May 22, 2011
A Crisis of Interpretation
After September 11, 2001, the United States has arguably entered a continuum characterized by the capitalist drive to ’’just do it’’. This is a ’’zeitgeist’’ that emphasizes action over thought—movement over contemplation. A trend toward anti-intellectualism had been growing since the last century, and the fact of terrorism seems to have been the final blow, toppling American thoughtfulness along with the twin towers.
The mania that followed the figurative collapse of America with its twin signifiers has brought about the literal collapse of the American economic system, especially for those who have historically been disenfranchised. There is a new world, the nascent and wily political and social movements seem to shout from the streets—one that must be engaged in a visceral way, not is an elitist, academic one. Just after 9/11, Stanley Fish’s voice defending postmodernism—what he characterized as an academic theoretical position, not an ontological philosophy—seemed to be drowned out by the cries for vengeance, war, and a reassertion of American dominance. Those smarties in their rarefied academic atmosphere have made us all sissies, irreligious, immoral, feminine, and tolerant. We need to take control back and drive the the immoral behavior back in the closet if it cannot be obliterated all together.
America flexed its military muscle and launched two wars after 9/11 that have drained not only our coffers, but our social morale. These are not the only wars America has waged since 9/11, but there has been cultural war, too. Norman Mailer points out in ’’Why Are We at War?’’ that the political right has used the terrorist attacks as an excuse to tighten America’s chastity belt, to reassert those traditional values that privilege a phallologocentric views and practices. America’s empire is crumbling because it has lost its moral center. The only way to get it back is to institute a moral reform and eliminate the social evils of liberalism. America has lost its identity, and only through direct action can it get it back.
The crisis of identity that Mailer sees in America has brought about a further crisis of interpretation. Many of the attitudes vocalized by the right spring from the conservative pundits on the national “news” channels. Movements like the Birthers or the Tea Partiers (and now the Deathers) are strategically nothing new in partisan politics, nor are the talking heads that support them and feed their fires. One of the central aspects of old broadcast forms—television and radio, in particular—is that they fostered a culture of non-responsiveness, as Jean Baudrillard put it. He meant that the mass media are “anti-mediatory and intransitive,” leaving no room for communication, response, or play. In these old forms, “power belongs to the one who can give and cannot be repaid.” This has the consequence of forcing certain social attitudes, tends to assure that people are not talking to each other, and, Raymond Williams adds, leads to the privatized home, separate and distinct from decisive political and commercial powers.
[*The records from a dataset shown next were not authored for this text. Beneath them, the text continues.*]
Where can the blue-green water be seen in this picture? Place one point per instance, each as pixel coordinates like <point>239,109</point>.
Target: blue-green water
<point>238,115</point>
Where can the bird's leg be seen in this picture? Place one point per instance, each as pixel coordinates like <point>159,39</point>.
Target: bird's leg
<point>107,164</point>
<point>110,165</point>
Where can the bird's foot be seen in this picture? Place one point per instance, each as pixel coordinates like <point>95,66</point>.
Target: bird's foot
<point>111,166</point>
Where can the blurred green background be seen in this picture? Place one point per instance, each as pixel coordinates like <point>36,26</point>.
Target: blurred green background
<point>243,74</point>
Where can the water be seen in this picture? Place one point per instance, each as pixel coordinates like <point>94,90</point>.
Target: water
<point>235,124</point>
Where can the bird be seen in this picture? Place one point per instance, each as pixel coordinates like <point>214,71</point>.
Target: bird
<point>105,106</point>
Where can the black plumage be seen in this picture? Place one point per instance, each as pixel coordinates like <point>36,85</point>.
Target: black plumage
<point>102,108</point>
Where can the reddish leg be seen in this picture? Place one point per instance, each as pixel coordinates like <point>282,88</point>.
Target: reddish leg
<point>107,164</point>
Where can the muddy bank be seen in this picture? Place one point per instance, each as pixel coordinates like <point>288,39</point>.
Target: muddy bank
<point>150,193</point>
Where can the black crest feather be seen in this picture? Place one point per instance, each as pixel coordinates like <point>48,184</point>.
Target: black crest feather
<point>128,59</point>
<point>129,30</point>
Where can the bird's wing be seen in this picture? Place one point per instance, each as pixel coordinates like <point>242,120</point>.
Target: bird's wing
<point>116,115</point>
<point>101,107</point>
Yet, while digital, social media might allow for a revolutionary response, it also leaves many of us afloat without a rudder on a turbulent sea. We are free, yes, but now at the hands of chaotic tides and devastating tempests. In much the same way as terrorism makes its victims flee back to the comfort of their safe houses, the current digital landscape provides a vertiginous amount of information, almost forcing us to focus our gaze on the good-ol’-days of narrower bandwidths. I can’t help but think of the Grand Inquisitor’s offer of miracle, mystery, and authority to the huddled, frightened masses. ALl one need do is leave your freedom at the door. Just do it.
As Langdon Winner observes in his essay “Mythinformation,” the utopian aspirations of digital access often have just the opposite effect: an impotent paralysis in the face of overwhelming choice. Too much freedom is a terrifying prospect to those not used to it—not prepared for it. In the face of such a prospect, the masses seek succor in the traditional narratives of their fathers. How do we interpret too much choice? It’s a loss of directions, values, morality, and sanity.
This crisis of interpretation has us retreating to the easily binary answers of good and evil, right and wrong, right and left. The problem with the polarities are they sacrifice subtlety, nuance, and choice to the gods of certainty, righteousness, and privilege. The rallying call demands that the polyphony of voices be silenced by the one, true voice of certainty. In a time of crisis, we seem to seek the authority that can help us out of it. Don your tea bags—we must act!